Strona 87 z 99

Re: Amala, Aloki, Tania, Baylee, Elusia, Misia, Wakuś i Pola

: 08 lis 2016, 23:46
autor: Marzena
O wielkie dzięki. :) Bo naprawdę się męczyłam tą sprawą. A z kim ty tam byłaś w MV z jakimiś chłopakami świnkami? Czy na kolanach miałaś jakąś ciemną świnkę?
No jakby mi ktoś mgłą to zakrył. Długo też myślałam jaką maścią dr Ola mi kazała smarować. No poprostu zaniki pamięci mam. :levitation:
Faktycznie Tańka zasłania mi wszystko sobą, choć to taki mały szkrab. Do tego martwiłam się moim pieskiem Polą, która w domu na mnie czekała. Ona jest biedna bo cały dzień na mnie czekała a jak przyszłam to byłam z nią chwilę i biegłam z Tanią. I to wszytko z tego się wzięło.
Było mi bardzo miło Cię poznać. Jesteś przesympatyczna i bardzo mi się spodobałaś. To chociaż pamiętam. Ha ha ha! :jupi:
Przesyłamy z Taśką i resztą ekipy pozdrowionka. :buzki:

Re: Amala, Aloki, Tania, Baylee, Elusia, Misia, Wakuś i Pola

: 08 lis 2016, 23:54
autor: Marzena
Moja słodka Tanieczka na mój widok z impetem wbiła się pod półkę. Aż zamarłam bo po chwili stamtąd wyleciała jak z katapulty. Okazało się, że kochana Miśka jej pomogła i ją wypchnęła. Grunt to miłość między świnkami. Na mój widok moja śliczna okruszynka zamarła i z ogromnym strachem w oczach wbiła się w tunel. Pomyślałam sobie: O matko! To mnie dzieciaczyna pokocha teraz. A od jutra robię jej zastrzyki. No to mam przechlapane. A od rana przemywanie innym preparatem i smarowanie inną maścią. U innych też mam przechlapane, bo Taśka wszystkim kabluje jaka jestem dla niej niedobra. Jednym słowem mój los został już przesądzony. Nikt mnie nie kocha ... :yahoo:

Re: Amala, Aloki, Tania, Baylee, Elusia, Misia, Wakuś i Pola

: 08 lis 2016, 23:56
autor: Natalinka
Moim zdaniem dr Ola mówiła o Lorindermie, a Ty odpowiedziałaś, że masz jeszcze :) Byłam z Mili i Knedlem - zamieszkał w niedzielę w moim babińcu, żeby taki samotny bez Sroki nie cierpiał. No i teraz ma 4 dziewuchy pod bokiem, a jakby co to i 3 w zanadrzu trzymam.
Bardzo miło się z Tobą gadało i mi. W dodatku jesteśmy nieco dalszymi sąsiadkami i podczas Twoich letnich wojaży coś tam Joli podrzucałam i coś tam od niej zabierałam, więc obejrzałam Wasz zwierzyniec - bajka! Liczę zatem na kolejne spotkania, nawet przy nieprzytomności umysłu.

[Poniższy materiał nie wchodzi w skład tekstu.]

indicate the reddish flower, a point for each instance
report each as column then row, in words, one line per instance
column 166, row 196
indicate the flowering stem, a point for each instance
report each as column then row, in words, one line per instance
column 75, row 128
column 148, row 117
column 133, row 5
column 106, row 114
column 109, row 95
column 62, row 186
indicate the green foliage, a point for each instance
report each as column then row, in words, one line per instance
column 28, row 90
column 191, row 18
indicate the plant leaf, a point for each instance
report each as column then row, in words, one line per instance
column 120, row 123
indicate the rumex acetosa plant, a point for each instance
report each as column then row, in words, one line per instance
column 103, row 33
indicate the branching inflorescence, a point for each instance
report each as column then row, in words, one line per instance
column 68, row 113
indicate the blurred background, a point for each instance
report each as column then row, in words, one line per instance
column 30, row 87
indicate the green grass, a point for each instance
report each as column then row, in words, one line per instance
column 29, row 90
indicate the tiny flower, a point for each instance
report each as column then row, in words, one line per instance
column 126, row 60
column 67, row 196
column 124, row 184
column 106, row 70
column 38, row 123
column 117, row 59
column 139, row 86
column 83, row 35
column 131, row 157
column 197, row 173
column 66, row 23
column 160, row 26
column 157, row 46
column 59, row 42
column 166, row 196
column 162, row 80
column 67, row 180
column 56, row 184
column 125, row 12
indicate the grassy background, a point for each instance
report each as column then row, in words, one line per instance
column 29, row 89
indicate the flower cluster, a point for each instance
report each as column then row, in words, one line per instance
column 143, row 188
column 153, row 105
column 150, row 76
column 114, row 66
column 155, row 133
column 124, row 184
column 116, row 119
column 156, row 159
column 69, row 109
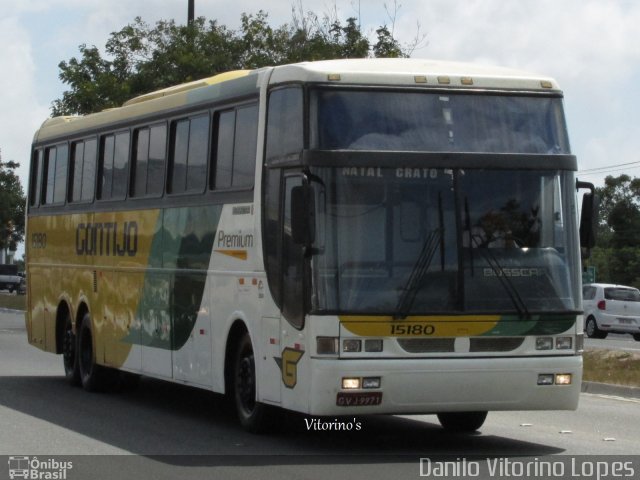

Re: Amala, Aloki, Tania, Baylee, Elusia, Misia, Wakuś i Pola

: 08 lis 2016, 23:56
autor: jolka
ja Cię kocham, i Kafel i Gruszka :buzki:

Re: Amala, Aloki, Tania, Baylee, Elusia, Misia, Wakuś i Pola

: 09 lis 2016, 0:06
autor: Marzena
Gruszka mnie? Przecież ona z Zuzią na mój widok znikają w jamkach i lochach kojca. :)
No dzięki Jolciu, że na Ciebie mogę liczyć. Ale na Kafla bym nie liczyła. Dzieciaczyna jest słodka ale bardziej ode mnie lubi jedzonko, które niosę.
No może jeszcze Polcia da się przytulić do siebie bo jeż Wakuś i chomik Józef to lepiej nie gadać. :yahoo: Józef na mnie krzyczał albo na mój widok. To już Jola wie najlepiej.
A Wakuś zwija się w kulkę i tyle go widzieli. Zwykle tak się buntuje na moje pomysły mycia nóg albo obcinanie pazurków. Zawsze twierdzi, że jest facetem i nóg myć nie musi.

Jak wróciłam z wakacji zapytałam no która świneńka się przytuli. Efekt był jak po tornado: Amala szybciej! Spierniczamy, bo Duża wróciła. Bajka dawaj szybko do norki, Miśka chowaj się. Ratunku ona chce mnie złapać. Aaaaaa! Nie dam się! Nie dam. Użyję kolców, a ja zębów. Odejdź potworze i paskudo. Ja nie chcę!!!!!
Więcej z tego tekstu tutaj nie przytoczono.